Na leitura de JOÃO BAPTISTA VILLELA, o reconhecimento de filho tem "todo aquele, e somente aquele, a quem falte o pai juridicamente estabelecido. Não o tem, portanto, em princípio, aquele a quem a condição de havido do casamento já lhe dá o pai". Essa afirmação me faz lembrar um acórdão do Tribunal de Justiça do Rio Grande do Sul, em que foi defendida a paternidade sociológica, nos seguintes termos: "Um coito apenas determina para a vida inteira um parentesco, um coito entre pessoas que, às vezes, só tiveram aquele coito e nada mais! Desprezam-se anos e anos de convivência afetiva, de assistência, de companheirismo, de acompanhamento, de amor, de ligação afetiva. Daí não se tratar de um rematado absurdo a cogitação de que se pudesse pretender pôr limites à investigação da paternidade biológica, porque, quando se permite indiscriminadamente esta pesquisa, se está jogando por terra todo o prisma socioafetivo do assunto, e isto vale também para a paternidade biológica, não só para a adotiva. O pai e a mãe criaram um filho, com a melhor das criações possíveis, com todo o amor que se podia imaginar; passam-se os anos; 40 anos depois, resolve o filho investigar a paternidade com relação a outra pessoa, esbofeteando os pais que o criaram por 40 anos! E normalmente esses pedidos são tão despropositados que, falando em tese, muitas vezes têm a ver apenas com a cobiça, descobrem que o pai biológico tem dinheiro, vai herdar, então despreza os pais que o criaram, que deram toda a educação, quer adotivos, quer biológicos – tidos como biológicos -, e vai procurar o outro pai que teve o tal de coito, uma vez na vida".

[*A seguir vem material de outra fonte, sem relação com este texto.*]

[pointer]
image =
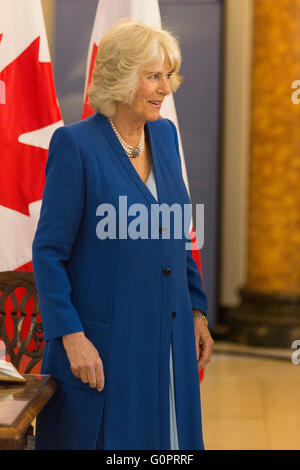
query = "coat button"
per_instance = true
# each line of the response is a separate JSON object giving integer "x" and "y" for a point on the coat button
{"x": 166, "y": 271}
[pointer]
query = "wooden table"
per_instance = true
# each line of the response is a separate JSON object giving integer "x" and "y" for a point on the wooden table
{"x": 19, "y": 405}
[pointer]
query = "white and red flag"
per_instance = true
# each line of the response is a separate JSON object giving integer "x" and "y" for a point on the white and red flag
{"x": 29, "y": 114}
{"x": 107, "y": 14}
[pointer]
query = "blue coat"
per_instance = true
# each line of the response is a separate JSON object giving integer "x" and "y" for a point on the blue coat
{"x": 129, "y": 296}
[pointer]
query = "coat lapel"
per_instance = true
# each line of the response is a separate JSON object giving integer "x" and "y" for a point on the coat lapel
{"x": 126, "y": 164}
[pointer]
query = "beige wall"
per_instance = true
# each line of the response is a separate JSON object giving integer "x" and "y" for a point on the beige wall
{"x": 49, "y": 16}
{"x": 237, "y": 89}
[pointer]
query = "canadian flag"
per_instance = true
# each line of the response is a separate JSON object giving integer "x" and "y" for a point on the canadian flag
{"x": 107, "y": 14}
{"x": 29, "y": 114}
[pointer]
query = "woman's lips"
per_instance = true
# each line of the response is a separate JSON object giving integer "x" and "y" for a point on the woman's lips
{"x": 155, "y": 105}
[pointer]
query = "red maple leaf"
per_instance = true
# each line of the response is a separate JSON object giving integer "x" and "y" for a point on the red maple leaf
{"x": 30, "y": 105}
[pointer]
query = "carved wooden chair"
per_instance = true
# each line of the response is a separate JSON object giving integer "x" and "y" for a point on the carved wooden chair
{"x": 20, "y": 325}
{"x": 21, "y": 329}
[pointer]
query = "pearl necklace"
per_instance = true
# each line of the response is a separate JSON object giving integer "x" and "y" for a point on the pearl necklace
{"x": 131, "y": 151}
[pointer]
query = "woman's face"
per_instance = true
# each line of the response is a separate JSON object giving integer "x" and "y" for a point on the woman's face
{"x": 154, "y": 86}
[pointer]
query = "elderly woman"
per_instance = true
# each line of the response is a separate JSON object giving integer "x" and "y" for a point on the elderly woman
{"x": 123, "y": 310}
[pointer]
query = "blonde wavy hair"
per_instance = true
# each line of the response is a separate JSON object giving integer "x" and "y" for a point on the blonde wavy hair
{"x": 122, "y": 54}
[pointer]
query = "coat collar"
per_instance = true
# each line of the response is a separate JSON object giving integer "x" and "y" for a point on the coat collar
{"x": 156, "y": 149}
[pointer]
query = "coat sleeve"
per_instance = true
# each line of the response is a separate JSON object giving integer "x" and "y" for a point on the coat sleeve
{"x": 60, "y": 216}
{"x": 197, "y": 294}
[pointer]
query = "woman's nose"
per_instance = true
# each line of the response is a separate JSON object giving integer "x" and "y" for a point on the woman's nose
{"x": 164, "y": 86}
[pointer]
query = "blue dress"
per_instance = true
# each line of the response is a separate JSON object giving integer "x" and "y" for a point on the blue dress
{"x": 151, "y": 184}
{"x": 124, "y": 292}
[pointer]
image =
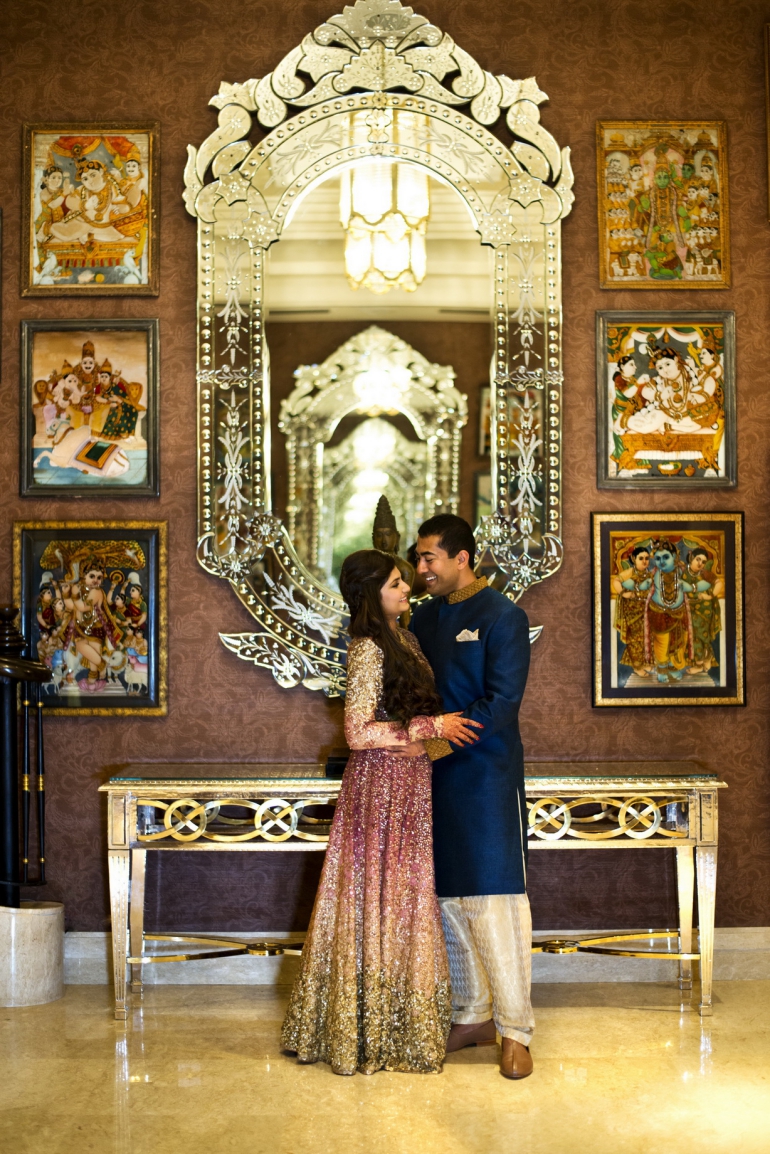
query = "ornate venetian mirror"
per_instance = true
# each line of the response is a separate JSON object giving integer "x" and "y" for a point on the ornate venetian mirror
{"x": 378, "y": 151}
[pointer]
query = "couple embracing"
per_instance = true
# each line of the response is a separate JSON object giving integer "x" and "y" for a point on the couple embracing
{"x": 432, "y": 803}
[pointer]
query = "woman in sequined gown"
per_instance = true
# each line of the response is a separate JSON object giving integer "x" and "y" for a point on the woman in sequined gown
{"x": 373, "y": 988}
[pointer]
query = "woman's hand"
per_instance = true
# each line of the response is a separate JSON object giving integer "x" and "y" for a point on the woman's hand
{"x": 456, "y": 728}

A filiação socioafetiva pode até nascer de indício, instrui EDUARDO DE OLIVEIRA LEITE, "mas toma expressão na prova; nem sempre se apresenta desde o nascimento. Revela o pai que ao filho empresta o nome, e que mais do que isso o trata publicamente nessa qualidade, sendo reconhecido como tal no ambiente social". O pai – prossegue – que alimenta o filho "expõe o foro íntimo da paternidade, proclamada visceralmente em todos os momentos, inclusive naqueles que toma conta do boletim e da lição de casa. É o pai de emoções e sentimentos, e é o filho do olhar embevecido que reflete aqueles sentimentos". A paternidade socioafetiva é a única que garante a estabilidade social, edificada no relacionamento diário e afetuoso, formando uma base emocional capaz de lhe assegurar um pleno e diferenciado desenvolvimento como ser humano, certifica JOSÉ BERNARDO RAMOS BOEIRA, porque "ter um filho e reconhecer sua paternidade deve ser, antes de uma obrigação legal, uma demonstração de afeto e dedicação, que decorre mais de amar e servir do que responder pela herança genética".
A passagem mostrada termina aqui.